By all means, prefer to demonize them with incompetence or lawlessness, but acknowledge that the naked threat of force is their preferred means of changing the conduct of others.

#21 ::: John M. Ford ::: (view all by) ::: August 26, 2006, 10:48 PM:

Terrorists are not merely murderers, there is a political agenda attached to their murdering which is why we call them terrorists.

Actually, we call them "terrorists" because they attempt to frighten people into doing your will. Murder is not required by any means. Violence is often used, but the threat of violence is sufficient. And there are nonviolent threats, especially if one has access to state power -- overt or covert. Not that most death squads have ever been covert in anything but name.
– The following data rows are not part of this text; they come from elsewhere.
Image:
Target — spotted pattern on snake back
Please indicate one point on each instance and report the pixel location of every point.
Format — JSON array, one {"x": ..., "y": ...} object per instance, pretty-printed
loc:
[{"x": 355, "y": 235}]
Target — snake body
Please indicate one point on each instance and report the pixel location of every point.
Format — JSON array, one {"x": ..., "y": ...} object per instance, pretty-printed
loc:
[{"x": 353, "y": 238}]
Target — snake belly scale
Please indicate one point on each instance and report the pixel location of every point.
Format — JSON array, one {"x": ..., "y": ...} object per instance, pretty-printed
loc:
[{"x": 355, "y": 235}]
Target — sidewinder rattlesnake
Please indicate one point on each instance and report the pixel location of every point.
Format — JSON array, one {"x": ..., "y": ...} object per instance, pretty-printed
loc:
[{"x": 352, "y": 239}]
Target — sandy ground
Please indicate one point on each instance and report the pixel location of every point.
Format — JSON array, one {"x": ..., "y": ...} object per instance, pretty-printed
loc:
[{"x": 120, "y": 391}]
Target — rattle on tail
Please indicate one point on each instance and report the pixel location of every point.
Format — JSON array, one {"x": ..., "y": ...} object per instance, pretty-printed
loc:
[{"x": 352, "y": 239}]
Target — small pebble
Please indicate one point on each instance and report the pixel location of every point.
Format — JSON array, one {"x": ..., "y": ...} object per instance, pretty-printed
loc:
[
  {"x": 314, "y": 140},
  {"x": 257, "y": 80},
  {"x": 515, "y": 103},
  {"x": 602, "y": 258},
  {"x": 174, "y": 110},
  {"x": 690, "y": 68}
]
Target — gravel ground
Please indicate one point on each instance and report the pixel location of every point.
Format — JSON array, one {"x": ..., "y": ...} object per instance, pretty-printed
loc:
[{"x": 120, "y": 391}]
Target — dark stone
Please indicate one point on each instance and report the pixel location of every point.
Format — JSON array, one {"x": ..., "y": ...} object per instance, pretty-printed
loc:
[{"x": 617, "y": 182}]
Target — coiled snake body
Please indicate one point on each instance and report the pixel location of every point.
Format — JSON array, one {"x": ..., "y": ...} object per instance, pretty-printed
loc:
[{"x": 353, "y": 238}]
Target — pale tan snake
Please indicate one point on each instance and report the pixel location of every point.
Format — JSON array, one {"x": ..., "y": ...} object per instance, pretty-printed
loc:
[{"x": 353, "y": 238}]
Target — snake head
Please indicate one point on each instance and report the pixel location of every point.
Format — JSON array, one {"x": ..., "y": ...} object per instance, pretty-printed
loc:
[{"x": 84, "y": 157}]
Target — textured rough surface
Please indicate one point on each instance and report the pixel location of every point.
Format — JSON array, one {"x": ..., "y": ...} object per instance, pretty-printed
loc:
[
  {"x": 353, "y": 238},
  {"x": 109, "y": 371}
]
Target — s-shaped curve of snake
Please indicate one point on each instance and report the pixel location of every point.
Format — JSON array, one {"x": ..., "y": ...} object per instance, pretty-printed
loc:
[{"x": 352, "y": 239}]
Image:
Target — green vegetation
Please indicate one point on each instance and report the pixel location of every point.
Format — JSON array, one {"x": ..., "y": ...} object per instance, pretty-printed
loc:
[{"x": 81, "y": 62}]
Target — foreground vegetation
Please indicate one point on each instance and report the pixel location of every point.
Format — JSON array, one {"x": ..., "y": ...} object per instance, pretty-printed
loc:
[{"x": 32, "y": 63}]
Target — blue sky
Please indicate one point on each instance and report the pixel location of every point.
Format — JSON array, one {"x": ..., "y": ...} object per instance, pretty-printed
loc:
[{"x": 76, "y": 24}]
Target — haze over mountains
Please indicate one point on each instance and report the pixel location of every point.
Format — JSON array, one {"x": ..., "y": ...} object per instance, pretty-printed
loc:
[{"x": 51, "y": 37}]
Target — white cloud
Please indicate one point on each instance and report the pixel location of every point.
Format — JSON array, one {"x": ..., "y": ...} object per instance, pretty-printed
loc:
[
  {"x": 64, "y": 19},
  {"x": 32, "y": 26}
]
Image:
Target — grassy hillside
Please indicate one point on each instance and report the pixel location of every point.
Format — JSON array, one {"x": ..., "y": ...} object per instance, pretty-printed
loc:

The HUAC period was an era of terrorism backed by the threat of state power. People were coerced into silence, into incriminating others (whether they were "guilty" of anything or not), into refusing employment to people who had not only committed no crime, but were not even formally accused of such a thing. Indeed, the idea that America was a country that respected political freedom got swept under the rug, which did far more damage to America internationally (not that postwar America gives much of a crap about its international rep) than any "subversion" did. Were there card-carrying Communists in the US? Sure. Were any significant fraction of them interested in the violent overthrow of the country's political system? Hell no. (Indeed, one of McCarthy and Cohn's favorite judges was on the Soviet payroll, and busily went after people he knew had no ties to Moscow, both to protect the handful who were and, frankly, to make the proceedings look stupid.)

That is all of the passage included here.